Turnover "is still needed, especially given our outcomes this year and given how much work needs to be done," he said in an interview. "My job is to make tough decisions about leadership."

The principal changes come as the city looks to rebound from a backslide in academic progress and braces for reforms including a new national curriculum, radically different union contracts for teachers and administrators, and the pilot state evaluation system for teachers that will have student achievement account for 50 percent of their job rating. The city also is reeling from a series of cheating scandals in which test gains were inflated; that could lead to a few principals' losing their professional licenses.

The city experienced its first dip in years on the 2011 Maryland School Assessments, and a number of city schools individually saw sharp declines. Alonso has made holding principals accountable for achievement a trademark of his administration, but acknowledged that turnover in leadership and school staff contributed to some of the sharpest declines in school test scores this year.

Of the 188 school principals when Alonso arrived in 2007, 50 remain at the same schools they led four years ago. Another nine principals still lead schools in the system but have been transferred to new posts.

The vacancies included those created by reassignments, promotions and new schools being opened. The number of principals dismissed for poor performance has not yet been finalized, school officials said.

The turnover is unusual in the Baltimore metropolitan area. For example, eight of the 172 principals in Baltimore County are new for this coming school year, while in Anne Arundel County, 10 of 120 principals will be new to the job.

Education experts have said that high turnover rates in urban school systems are common when radical reforms are under way as they are in Baltimore.

"Turnover is always an unpleasant event to deal with," said Neil Duke, president of the city school board. "In any case, the bottom line is that the onus is on the district to make certain that we have effective leadership in each of our school buildings, and we will continue to support effective leadership across the district."

But Cheatham echoed a concern expressed by school employees and parents: The constant churning of principals is problematic given the unique challenges the city's student population faces.

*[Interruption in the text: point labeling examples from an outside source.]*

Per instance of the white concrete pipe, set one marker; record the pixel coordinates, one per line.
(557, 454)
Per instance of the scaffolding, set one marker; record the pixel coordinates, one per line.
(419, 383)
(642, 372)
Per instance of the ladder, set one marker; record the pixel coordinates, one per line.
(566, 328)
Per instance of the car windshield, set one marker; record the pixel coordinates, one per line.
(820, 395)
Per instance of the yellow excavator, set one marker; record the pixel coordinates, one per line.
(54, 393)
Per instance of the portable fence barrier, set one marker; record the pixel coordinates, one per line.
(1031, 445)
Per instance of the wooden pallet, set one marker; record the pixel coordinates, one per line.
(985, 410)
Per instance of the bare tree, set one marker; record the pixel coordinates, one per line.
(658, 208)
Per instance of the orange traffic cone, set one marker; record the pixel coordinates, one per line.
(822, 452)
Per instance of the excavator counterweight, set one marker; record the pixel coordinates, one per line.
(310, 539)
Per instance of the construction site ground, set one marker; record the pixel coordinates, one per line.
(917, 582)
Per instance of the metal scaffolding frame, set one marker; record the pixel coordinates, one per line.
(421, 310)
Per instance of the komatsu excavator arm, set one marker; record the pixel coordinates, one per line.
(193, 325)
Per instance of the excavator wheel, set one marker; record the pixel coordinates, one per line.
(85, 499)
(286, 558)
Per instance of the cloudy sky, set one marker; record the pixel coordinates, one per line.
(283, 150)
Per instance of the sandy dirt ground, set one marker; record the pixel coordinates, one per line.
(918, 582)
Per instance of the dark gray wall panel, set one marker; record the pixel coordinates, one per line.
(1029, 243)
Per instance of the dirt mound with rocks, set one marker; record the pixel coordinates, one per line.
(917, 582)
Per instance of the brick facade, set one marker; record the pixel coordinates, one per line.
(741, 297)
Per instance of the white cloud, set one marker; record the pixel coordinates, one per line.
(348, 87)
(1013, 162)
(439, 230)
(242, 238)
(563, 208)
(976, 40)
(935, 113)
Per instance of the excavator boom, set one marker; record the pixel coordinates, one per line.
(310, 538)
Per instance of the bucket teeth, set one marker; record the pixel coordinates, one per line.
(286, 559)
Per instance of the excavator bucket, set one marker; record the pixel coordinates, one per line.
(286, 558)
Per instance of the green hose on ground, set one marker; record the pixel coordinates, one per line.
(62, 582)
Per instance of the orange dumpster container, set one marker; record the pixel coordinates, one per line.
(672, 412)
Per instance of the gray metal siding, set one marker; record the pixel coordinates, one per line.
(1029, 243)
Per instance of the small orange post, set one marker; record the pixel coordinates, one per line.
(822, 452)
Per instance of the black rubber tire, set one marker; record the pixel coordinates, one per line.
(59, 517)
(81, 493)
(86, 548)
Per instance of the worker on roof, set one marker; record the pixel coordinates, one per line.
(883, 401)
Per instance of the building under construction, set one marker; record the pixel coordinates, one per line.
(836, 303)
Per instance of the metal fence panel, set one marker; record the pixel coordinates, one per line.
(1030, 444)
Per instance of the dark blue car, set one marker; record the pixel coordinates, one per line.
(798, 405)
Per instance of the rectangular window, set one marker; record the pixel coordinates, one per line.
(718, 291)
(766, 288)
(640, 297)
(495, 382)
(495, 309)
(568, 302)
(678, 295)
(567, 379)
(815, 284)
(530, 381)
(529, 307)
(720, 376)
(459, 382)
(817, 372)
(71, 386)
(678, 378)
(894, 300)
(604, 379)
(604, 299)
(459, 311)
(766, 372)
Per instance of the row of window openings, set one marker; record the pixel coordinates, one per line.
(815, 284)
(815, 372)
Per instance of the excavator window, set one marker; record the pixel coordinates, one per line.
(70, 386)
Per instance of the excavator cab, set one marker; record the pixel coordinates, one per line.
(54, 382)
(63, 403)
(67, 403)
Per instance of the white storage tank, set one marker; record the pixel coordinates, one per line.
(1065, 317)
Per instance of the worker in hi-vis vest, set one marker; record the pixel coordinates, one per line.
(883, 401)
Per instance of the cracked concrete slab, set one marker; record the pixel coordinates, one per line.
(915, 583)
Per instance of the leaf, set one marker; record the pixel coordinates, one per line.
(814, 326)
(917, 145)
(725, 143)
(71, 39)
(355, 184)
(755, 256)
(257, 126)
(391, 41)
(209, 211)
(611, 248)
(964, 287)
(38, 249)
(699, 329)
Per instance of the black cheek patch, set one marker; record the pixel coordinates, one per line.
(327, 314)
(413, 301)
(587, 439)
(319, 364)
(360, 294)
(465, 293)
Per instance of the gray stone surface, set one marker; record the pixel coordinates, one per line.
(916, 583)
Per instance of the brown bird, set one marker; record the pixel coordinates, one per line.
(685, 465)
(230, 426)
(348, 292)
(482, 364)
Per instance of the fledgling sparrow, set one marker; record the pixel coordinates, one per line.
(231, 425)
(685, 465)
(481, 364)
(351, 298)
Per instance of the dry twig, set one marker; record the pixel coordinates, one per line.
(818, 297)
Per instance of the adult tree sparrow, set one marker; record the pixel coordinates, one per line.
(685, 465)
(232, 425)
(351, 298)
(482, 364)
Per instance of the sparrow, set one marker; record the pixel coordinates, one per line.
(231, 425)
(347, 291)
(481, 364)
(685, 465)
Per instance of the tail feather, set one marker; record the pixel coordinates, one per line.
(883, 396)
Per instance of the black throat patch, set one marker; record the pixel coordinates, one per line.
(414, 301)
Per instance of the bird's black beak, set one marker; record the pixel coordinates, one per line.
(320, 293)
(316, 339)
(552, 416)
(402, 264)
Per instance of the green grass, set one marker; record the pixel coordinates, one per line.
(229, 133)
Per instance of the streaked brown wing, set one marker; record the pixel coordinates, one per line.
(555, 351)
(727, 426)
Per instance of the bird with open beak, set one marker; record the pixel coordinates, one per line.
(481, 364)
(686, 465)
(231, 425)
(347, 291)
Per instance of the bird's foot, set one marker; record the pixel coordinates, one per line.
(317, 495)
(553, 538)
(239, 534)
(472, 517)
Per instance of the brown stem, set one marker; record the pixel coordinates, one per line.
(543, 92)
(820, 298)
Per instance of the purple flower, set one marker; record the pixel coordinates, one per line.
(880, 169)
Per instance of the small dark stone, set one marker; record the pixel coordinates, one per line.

"The people who head up our schools really have to have a love and compassion for the children and the neighborhood they're working in," said Cheatham, who recently called for the reinstatement of Montebello Junior Academy Principal Camille Bell, who was removed. Bell, who grappled this year with the fatal shooting of a 12-year-old student, has declined to comment, and school officials declined to discuss personnel issues, citing policy.

"If they're coming from the counties or even further, that means they have no understanding of the culture they're coming into," Cheatham said. "You can bring in some great PhDs and scholars, but if they're not connected to the community, it makes a difference."

The city's administrators union has attributed the turnover rate, in part, to Alonso's "impatience about results," which the CEO does not deny but says is necessary. Union officials have said that the aggressive style pushed a number of frustrated principals out of the system.

"For the past three years, I have consistently expressed my concerns over the astonishingly large number of seasoned administrators leaving the school system," said Jimmy Gittings, the union president.

"My No. 1 concern about the exiting of the seasoned administrators is that they are also taking their expertise and experience with them. Who now will mentor and guide our new and much younger administrators?" he said. He added that the union will give its full support to the new administrators as they transition into their jobs.

Under a new reorganization of the central office, the district has sought to provide more support as newer and less experienced principals are hired.